Rorate Caeli

De Mattei: Earthquakes of a spiritual nature are graver

Roberto de Mattei
Il Tempo
August 31, 2016


During the Angelus of August 28th Pope Francis announced that he would go to visit the earthquake victims in Lazio, Umbria and delle Marche "as soon as possible", to bring them in person "the comfort of the faith, a fatherly and brotherly embrace and the support of Christian hope."

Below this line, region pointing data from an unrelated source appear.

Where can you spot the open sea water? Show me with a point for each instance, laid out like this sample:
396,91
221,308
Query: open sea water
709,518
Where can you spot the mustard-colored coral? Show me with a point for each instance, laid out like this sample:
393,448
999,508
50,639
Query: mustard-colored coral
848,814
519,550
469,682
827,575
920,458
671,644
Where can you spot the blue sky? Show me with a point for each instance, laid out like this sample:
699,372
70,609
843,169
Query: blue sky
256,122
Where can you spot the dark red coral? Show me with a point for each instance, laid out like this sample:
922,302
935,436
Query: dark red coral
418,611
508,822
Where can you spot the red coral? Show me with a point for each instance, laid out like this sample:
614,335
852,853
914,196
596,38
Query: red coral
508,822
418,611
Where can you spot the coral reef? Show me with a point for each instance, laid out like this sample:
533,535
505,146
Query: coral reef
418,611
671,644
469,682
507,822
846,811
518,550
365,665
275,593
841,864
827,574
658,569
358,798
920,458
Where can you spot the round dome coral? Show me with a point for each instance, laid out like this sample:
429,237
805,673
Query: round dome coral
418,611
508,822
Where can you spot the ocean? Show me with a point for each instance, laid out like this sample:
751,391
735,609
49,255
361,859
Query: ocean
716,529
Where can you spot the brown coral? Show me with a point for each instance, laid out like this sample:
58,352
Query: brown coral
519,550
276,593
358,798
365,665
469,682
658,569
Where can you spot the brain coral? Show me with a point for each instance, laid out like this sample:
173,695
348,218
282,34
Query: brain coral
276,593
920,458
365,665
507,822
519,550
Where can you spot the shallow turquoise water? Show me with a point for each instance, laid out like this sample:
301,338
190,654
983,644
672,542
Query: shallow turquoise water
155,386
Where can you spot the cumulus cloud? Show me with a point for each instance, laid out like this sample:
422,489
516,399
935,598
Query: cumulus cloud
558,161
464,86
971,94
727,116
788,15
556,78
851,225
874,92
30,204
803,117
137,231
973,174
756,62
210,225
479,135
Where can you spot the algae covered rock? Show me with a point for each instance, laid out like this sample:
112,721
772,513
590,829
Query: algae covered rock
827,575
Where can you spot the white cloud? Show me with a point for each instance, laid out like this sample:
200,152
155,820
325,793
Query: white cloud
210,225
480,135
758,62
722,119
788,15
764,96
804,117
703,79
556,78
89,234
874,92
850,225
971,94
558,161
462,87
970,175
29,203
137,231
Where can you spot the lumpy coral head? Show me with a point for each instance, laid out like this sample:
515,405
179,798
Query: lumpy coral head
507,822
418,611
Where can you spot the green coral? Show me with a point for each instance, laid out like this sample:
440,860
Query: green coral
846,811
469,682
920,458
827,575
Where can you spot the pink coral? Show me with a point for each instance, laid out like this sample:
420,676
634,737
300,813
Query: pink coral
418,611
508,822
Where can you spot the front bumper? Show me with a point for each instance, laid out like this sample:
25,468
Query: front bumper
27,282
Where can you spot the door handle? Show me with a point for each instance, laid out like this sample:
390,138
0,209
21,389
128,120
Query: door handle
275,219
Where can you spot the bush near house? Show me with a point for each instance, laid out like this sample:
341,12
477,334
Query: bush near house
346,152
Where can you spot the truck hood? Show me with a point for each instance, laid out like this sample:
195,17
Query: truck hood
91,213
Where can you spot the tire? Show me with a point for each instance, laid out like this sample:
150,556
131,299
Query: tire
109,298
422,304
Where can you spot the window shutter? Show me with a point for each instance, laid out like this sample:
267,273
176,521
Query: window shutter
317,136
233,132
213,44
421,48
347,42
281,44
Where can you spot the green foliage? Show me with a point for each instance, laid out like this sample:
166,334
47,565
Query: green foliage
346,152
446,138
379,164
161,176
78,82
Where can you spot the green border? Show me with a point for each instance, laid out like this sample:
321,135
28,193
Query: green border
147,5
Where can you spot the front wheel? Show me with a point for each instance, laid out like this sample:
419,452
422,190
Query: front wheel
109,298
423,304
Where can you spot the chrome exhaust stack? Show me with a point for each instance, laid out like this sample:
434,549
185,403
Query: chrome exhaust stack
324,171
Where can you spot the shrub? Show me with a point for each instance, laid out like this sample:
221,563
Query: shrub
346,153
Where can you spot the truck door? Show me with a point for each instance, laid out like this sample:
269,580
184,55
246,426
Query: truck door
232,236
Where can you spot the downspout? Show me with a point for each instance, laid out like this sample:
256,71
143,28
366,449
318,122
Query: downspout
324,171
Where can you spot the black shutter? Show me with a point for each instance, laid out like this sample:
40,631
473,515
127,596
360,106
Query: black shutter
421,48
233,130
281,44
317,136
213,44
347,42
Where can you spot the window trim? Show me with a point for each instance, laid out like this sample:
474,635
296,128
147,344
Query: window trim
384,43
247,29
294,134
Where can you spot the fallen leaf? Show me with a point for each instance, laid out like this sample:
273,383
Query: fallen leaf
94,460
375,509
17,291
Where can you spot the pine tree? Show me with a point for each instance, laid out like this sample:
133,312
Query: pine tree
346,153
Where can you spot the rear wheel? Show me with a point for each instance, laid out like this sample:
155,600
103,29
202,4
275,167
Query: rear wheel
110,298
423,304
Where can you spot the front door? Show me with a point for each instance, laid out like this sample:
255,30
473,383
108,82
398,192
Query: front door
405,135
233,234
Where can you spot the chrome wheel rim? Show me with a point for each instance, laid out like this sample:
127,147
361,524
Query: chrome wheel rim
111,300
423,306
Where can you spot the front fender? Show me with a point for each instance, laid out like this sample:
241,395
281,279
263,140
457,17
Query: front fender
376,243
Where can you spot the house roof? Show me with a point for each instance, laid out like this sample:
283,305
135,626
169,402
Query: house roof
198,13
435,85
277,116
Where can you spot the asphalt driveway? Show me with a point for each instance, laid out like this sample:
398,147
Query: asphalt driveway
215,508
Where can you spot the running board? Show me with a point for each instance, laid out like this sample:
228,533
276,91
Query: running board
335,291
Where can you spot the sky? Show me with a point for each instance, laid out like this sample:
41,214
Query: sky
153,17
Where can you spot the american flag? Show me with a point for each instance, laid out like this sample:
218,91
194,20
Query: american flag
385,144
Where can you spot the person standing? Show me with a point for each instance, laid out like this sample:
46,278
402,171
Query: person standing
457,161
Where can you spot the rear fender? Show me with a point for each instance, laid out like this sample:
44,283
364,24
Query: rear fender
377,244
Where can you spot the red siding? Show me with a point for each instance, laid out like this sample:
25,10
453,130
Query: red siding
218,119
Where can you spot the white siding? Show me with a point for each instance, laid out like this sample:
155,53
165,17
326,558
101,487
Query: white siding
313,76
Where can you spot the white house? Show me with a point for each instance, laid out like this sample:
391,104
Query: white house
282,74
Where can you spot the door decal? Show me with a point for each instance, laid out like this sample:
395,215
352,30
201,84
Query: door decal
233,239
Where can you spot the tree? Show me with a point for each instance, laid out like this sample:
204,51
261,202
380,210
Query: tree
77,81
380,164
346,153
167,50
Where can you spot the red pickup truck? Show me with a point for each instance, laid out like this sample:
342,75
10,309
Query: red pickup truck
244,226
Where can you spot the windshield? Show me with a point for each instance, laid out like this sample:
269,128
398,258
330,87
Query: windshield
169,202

That "as soon as possible" is not connected to the Pope’s agenda, which would be to go there immediately, as much as to avoid his presence being an obstacle to the work of the firemen, the civil defense and the police force.  As Andrea Tornielli recalls, John Paul II’s blitz 48 hours after the quake which hit Campania and Basilicata on November 23rd 1980, resulted in heated polemics. There were those who said that John Paul II had obstructed the rescue work and distracted the police force from other more urgent tasks.  Benedict XVI, in contrast, waited 22 days before visiting Aquila devastated by the quake of April 6th 2009, and 36 days before going to Emilia, after the earthquake of May 20th 2012.

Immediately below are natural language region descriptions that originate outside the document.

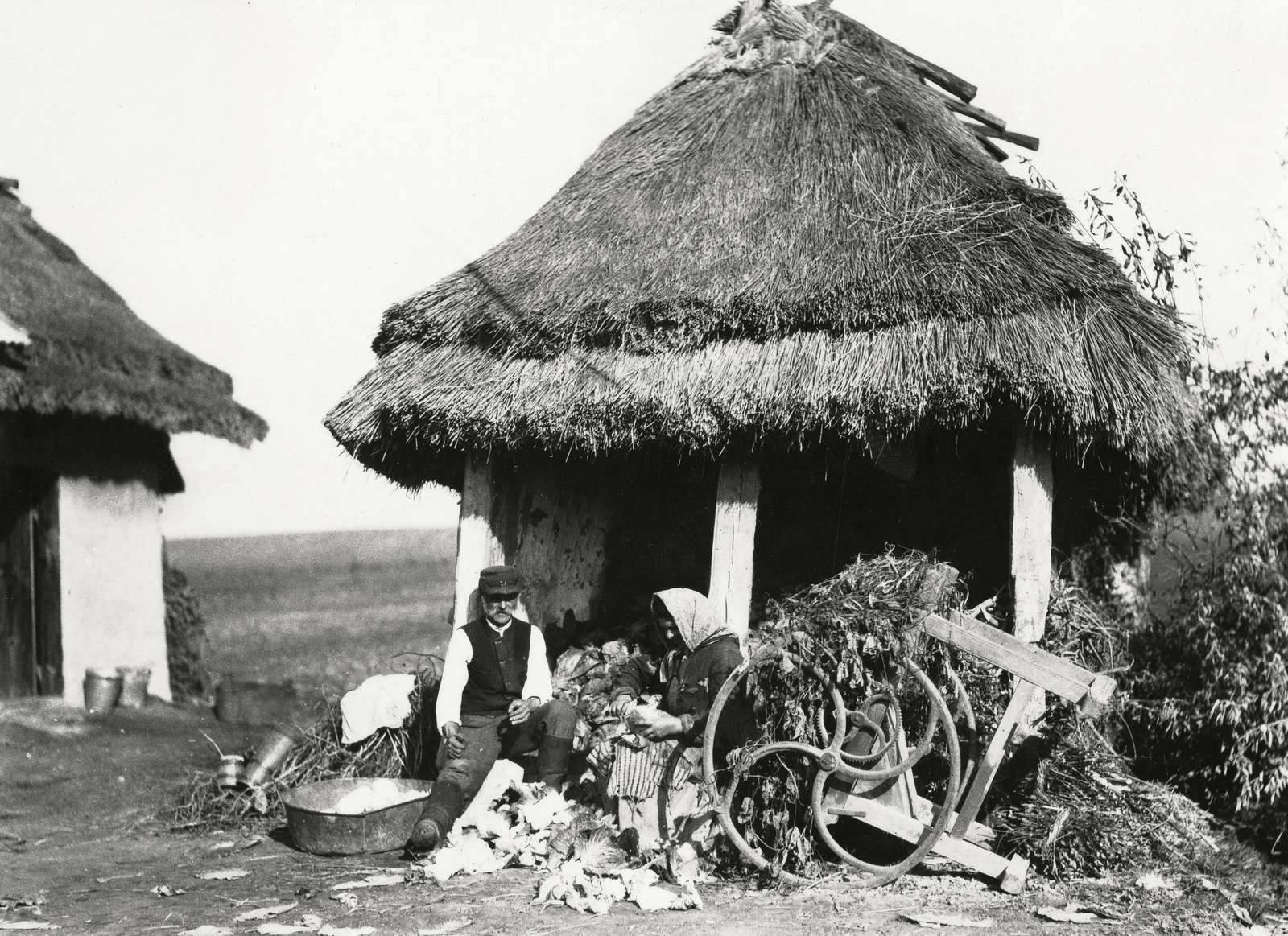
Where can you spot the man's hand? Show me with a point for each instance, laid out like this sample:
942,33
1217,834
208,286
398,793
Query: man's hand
454,740
663,727
618,706
522,708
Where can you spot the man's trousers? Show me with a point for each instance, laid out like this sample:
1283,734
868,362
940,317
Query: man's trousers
547,730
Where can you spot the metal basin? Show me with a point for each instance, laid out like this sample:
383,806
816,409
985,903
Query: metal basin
332,833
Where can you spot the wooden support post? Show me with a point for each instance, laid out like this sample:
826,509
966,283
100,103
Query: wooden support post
1032,493
992,760
733,542
477,541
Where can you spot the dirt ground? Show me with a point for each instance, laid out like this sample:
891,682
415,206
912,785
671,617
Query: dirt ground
79,828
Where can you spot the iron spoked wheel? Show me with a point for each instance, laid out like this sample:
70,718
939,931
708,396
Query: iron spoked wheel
783,766
803,773
939,717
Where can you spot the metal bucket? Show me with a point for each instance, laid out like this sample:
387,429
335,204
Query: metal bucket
330,833
102,689
268,757
229,770
134,685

The choice to put off the visit appears therefore opportune for various reasons.  In the first weeks immediately after the catastrophe, the earthquake victims need material help most of all.  It is in the following months, when their situation doesn’t make the news headlines anymore, that they feel abandoned and need spiritual and moral support.  And nobody, more than the Pope, can bring this help which consists mainly in remembering that everything in the Christian life has significance, even the worst catastrophes.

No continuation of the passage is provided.